On Oct. 4, AARP’s Associate State Director for Jacksonville, Justine Conley, will appear on River City Live, a television program broadcast at 11 am weekdays on WJXT-TV in Jacksonville.  Conley will discuss AARP’s “Be The Difference: Vote” initiative, which is urging voters of all ages to turn out and cast their ballots in the 2018 midterm election.

“AARP believes that the issues most important to voters 50-plus – including Social Security, Medicare and the high cost of prescription drugs – are actually of vital importance to voters of all ages,” Conley said. “Take Social Security.  About 90 percent of Floridians age 65-plus get about half their annual income from the Social Security benefits they’ve earned.  Even if you’re 35 today, the odds are, you’ll also depend on Social Security later in life.  So, keeping Social Security strong matters for all of us.”
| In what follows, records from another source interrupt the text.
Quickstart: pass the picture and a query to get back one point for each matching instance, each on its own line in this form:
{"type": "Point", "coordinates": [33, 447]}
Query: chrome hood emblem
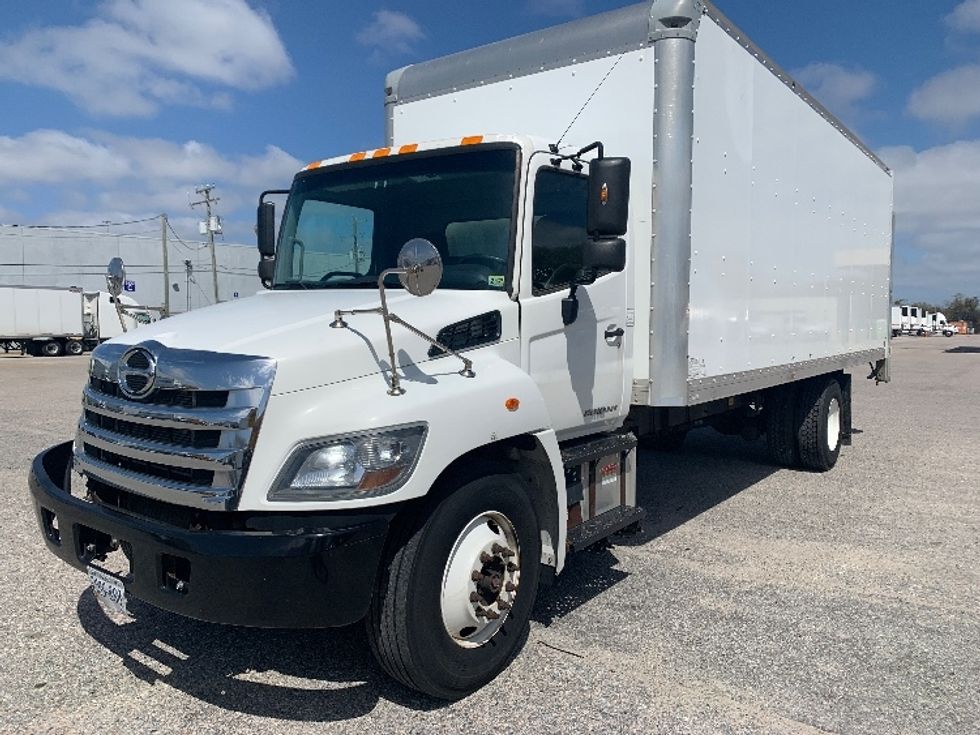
{"type": "Point", "coordinates": [136, 373]}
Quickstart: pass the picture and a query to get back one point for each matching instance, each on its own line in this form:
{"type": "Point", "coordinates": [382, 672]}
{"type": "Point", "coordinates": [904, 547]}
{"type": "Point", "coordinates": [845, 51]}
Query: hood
{"type": "Point", "coordinates": [293, 328]}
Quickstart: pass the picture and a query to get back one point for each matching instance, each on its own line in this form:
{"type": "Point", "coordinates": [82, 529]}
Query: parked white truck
{"type": "Point", "coordinates": [54, 321]}
{"type": "Point", "coordinates": [312, 457]}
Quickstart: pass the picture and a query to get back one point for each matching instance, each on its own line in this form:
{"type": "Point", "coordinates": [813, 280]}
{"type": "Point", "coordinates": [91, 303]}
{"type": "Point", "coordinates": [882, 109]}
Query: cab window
{"type": "Point", "coordinates": [558, 234]}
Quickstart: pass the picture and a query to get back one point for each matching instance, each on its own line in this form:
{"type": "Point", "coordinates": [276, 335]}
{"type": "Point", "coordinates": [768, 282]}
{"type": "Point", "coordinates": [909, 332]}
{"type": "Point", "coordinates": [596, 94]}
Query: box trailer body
{"type": "Point", "coordinates": [54, 320]}
{"type": "Point", "coordinates": [637, 223]}
{"type": "Point", "coordinates": [764, 252]}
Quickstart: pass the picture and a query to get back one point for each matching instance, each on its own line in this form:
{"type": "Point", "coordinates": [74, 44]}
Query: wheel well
{"type": "Point", "coordinates": [523, 455]}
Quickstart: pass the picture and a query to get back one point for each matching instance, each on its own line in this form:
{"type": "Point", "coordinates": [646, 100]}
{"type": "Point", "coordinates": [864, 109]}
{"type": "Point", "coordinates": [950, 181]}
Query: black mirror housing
{"type": "Point", "coordinates": [265, 229]}
{"type": "Point", "coordinates": [608, 254]}
{"type": "Point", "coordinates": [609, 197]}
{"type": "Point", "coordinates": [267, 269]}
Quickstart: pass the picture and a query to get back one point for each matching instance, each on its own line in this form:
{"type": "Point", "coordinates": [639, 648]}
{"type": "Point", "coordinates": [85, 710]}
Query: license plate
{"type": "Point", "coordinates": [109, 590]}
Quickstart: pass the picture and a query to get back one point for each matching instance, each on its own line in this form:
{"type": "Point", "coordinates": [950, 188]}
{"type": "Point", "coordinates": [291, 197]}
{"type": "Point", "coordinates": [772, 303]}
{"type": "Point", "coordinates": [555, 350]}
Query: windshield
{"type": "Point", "coordinates": [343, 227]}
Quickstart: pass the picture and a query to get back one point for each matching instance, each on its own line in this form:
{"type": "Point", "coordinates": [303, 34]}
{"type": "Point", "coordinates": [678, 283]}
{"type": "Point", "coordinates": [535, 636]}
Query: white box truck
{"type": "Point", "coordinates": [622, 228]}
{"type": "Point", "coordinates": [52, 321]}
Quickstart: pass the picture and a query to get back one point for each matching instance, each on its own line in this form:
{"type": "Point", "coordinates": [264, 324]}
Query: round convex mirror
{"type": "Point", "coordinates": [115, 274]}
{"type": "Point", "coordinates": [423, 267]}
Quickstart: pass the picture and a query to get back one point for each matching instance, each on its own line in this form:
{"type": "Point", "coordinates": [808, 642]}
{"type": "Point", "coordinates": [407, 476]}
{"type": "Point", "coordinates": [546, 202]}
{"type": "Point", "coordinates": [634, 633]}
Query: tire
{"type": "Point", "coordinates": [51, 348]}
{"type": "Point", "coordinates": [819, 434]}
{"type": "Point", "coordinates": [410, 616]}
{"type": "Point", "coordinates": [781, 426]}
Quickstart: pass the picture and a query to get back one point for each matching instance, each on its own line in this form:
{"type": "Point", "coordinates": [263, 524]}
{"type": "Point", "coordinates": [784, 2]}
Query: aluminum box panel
{"type": "Point", "coordinates": [791, 225]}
With the federal government’s deficit projected to rise above $1 trillion per year soon, the next Congress also could consider cuts to Medicare benefits, increases to Medicare co-pays and premiums, or shifting Medicare from its current approach to a “premium support” approach in which the federal government would provide part of the cost of a privatized Medicare program and beneficiaries would be required to pick up the rest of the cost.

AARP also is urging voters to focus on the fast-rising cost of prescription drugs.  A September 2018 AARP study found that prescription drug costs are rising four times as fast as overall inflation.  The study found that the average annual cost of a brand-name prescription drug in 2006 was $1,868, but had jumped to $6,798 in 2017.